Do I need a multi-core CPU to take advantage of the Python multiprocessing module? Also, can someone tell me how it works under the hood?
1 Answer
multiprocessing asks the OS to launch one or more new processes, running the same version of Python and the same version of your script. It can also set up pipes or other ways of sharing data directly between them.
It usually works like magic; when you peek under the hood, sometimes it looks like sausage being made, but you can usually understand the sausage grinders. The multiprocessing docs do a great job explaining things further (they're long, but then there's a lot to explain). And if you need even more under-the-hood knowledge, the docs link to the source, which is pretty readable Python code. If you have a specific question after reading, come back to SO and ask a specific question.
Meanwhile, you can get some of the benefits of multiprocessing without multiple cores.
The main benefit—the reason the module was designed—is parallelism for speed. And obviously, without 4 cores, you aren't going to cut your time down to 25%. But sometimes, you actually can get a bit of speedup even with a single core, especially if that core has "hyperthreading" or similar technologies. I've seen times come down to 80%, or even 60%. More commonly, they'll go up to 108% instead (because you did get a small benefit from hyperthreading, but the overhead cost was higher than the gain). But try it with your code and see.
Meanwhile, you get all of the side benefits:
- Concurrency: You can run multiple tasks at once without them blocking each other. Of course threads,
asyncio, and other techniques can do this too. - Isolation: You can run multiple tasks at once without the risk of one of them changing data that another one wasn't expecting to change.

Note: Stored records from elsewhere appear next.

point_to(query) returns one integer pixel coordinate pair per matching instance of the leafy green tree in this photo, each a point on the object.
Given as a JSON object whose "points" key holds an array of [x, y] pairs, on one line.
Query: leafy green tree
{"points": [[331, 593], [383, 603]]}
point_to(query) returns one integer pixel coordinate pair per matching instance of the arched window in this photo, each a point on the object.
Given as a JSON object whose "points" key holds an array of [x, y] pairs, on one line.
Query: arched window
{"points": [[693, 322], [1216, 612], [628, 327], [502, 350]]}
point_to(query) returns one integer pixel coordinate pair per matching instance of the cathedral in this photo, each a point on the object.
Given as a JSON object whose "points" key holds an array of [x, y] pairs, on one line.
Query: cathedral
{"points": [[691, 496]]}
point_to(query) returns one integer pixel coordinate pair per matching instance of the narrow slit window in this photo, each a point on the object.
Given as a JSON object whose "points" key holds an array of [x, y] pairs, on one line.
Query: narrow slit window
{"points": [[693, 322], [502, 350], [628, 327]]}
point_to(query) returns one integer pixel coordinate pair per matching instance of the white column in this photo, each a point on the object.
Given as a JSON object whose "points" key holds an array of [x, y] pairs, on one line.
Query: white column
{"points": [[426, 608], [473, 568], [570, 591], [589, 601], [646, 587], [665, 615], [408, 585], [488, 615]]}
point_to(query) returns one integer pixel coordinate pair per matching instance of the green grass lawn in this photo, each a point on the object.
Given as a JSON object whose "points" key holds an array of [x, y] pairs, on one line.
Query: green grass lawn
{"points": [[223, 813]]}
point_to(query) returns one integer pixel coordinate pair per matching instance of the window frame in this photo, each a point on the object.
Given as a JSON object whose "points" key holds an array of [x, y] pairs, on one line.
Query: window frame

- Crash protection: If a child task segfaults, only that task is affected. (Well, you still have to be careful of any side-effects—if it crashed in the middle of writing a file that another tasks expects to be in a consistent shape, you're still in trouble.)
You can also use the multiprocessing module without multiple processes. Sometimes you just want the higher-level API of the module, but you want to use it with threads; multiprocessing.dummy does that. And you can switch back and forth in a couple lines of code to test it both ways. Or you can use the higher-level concurrent.futures.ProcessPoolExecutor wrapper, if its model fits what you want to do. Besides often being simpler, it lets you switch between threads and processes by just changing one word in one line.
Also, redesigning your program around multiprocessing takes you a step closer to further redesigning it as a distributed system that runs on multiple separate machines. It forces you to deal with questions like how your tasks communicate without being able to share everything, without forcing you to deal with further questions like how they communicate without reliable connections.